Era un taller cuya disposición le recordó la Sala de los Copistas de la Casa de Moneda que dirigía su padre. Solo que en lugar de hombres barbados y circunspectos, había mujeres gráciles y sonrientes trabajando sobre unos enormes y preciosos libros. Pero su asombro fue mayúsculo al comprobar que las letras no surgían de la pluma de un copista, sino de unas tablas compuestas por pequeñas piezas talladas en madera. ¡Eran letras exactamente iguales a la que había encontrado en el claustro de su maestro! Todo el alfabeto estaba grabado en tablillas independientes e intercambiables. Con las diferentes piezas, Koster armaba palabras y así componía las páginas, en espejo, dentro de una caja. Desde su escondite, Johannes pudo ver el proceso completo. Una vez compuesta la caja que contenía las futuras páginas de cada libro, una mujer distribuía tinta sobre la superficie de las letras con una muñeca de tela compacta. Luego trasladaba la caja entintada hasta una prensa, la cubría con un papel del mismo tamaño del bastidor y luego, entre tres mujeres, accionaban las manivelas de la prensa con todas sus fuerzas. A una orden de Koster, volvían a levantar la prensa, retiraban el papel y, mágicamente, la página quedaba impresa. El proceso no difería demasiado del de la acuñación de monedas; de hecho, era como entintar monedas, cubrirlas con un papel y prensarlas.
Al ver la página terminada, Gutenberg tuvo que morderse la lengua para no dar un alarido y, agachado como estaba, debió sujetarse los pies con las manos para no saltar e irrumpir en el taller a través de la ventana. Qué duda podía caber —se dijo Johannes—, estaba asistiendo a un verdadero aquelarre de brujas. Bajo los hábitos de Koster, se escondía el mismísimo Satanás. ¿Qué otra cosa podían ser aquellos libros sino la obra del Maligno tantas veces condenada por los Padres de la Iglesia? De seguro, esos enormes y decorados volúmenes eran las obras prohibidas de las beguinas heresiarcas. Intuía que de aquella prensa diabólica salían los versos de Hadewych de Amberes, de Heilwige Bloemart y de Matilde de Magdeburgo. No albergaba duda alguna acerca de que aquellas hijas del maligno intentaban difundir los libros de María de Oignies, de Lutgarda de Tongeren, de Juliana de Lieja, de Beatriz de Nazaret y, por supuesto, los de Marguerite Porrette.

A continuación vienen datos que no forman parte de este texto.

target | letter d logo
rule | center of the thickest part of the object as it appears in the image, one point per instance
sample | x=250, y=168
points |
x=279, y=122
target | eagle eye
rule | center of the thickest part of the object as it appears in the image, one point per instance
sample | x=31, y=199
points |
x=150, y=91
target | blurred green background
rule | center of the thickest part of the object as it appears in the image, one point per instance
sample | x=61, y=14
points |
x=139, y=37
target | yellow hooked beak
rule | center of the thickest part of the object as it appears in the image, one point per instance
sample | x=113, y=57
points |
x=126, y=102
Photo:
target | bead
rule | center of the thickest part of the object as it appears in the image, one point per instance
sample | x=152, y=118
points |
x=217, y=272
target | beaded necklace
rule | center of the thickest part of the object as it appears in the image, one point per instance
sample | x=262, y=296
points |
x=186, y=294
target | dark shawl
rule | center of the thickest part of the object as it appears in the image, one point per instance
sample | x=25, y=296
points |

Gutenberg tenía la convicción de que Dios lo había conducido hasta ese lugar para cumplir una misión. Aquella certeza lo desembarazó de cualquier sentimiento de profanación, a pesar de permanecer escondido como un ladrón, mientras espiaba al grupo de mujeres. Ya era muy tarde. Estaba dispuesto a esperar allí hasta que Koster y sus asistentes terminaran la labor, así tuviese que quedarse hasta el alba.
No hizo falta que aguardara tanto tiempo. Cuando estuvo impresa la última página del libro, el monje se despidió con un saludo breve pero afectuoso, salió del taller y, acompañado por la misma mujer que le había abierto la puerta, se retiró del hofje. Las mujeres limpiaron, ordenaron y pusieron a secar las páginas en una cuerda como quien colgara ropa. Hecho esto, soplaron las candelas y abandonaron también el taller. Johannes esperó a que pasara un tiempo prudencial; cuando estuvo seguro de que ya nadie quedaba fuera de los claustros, empujó las hojas de la ventana y, con el sigilo de un felino, entró en el taller.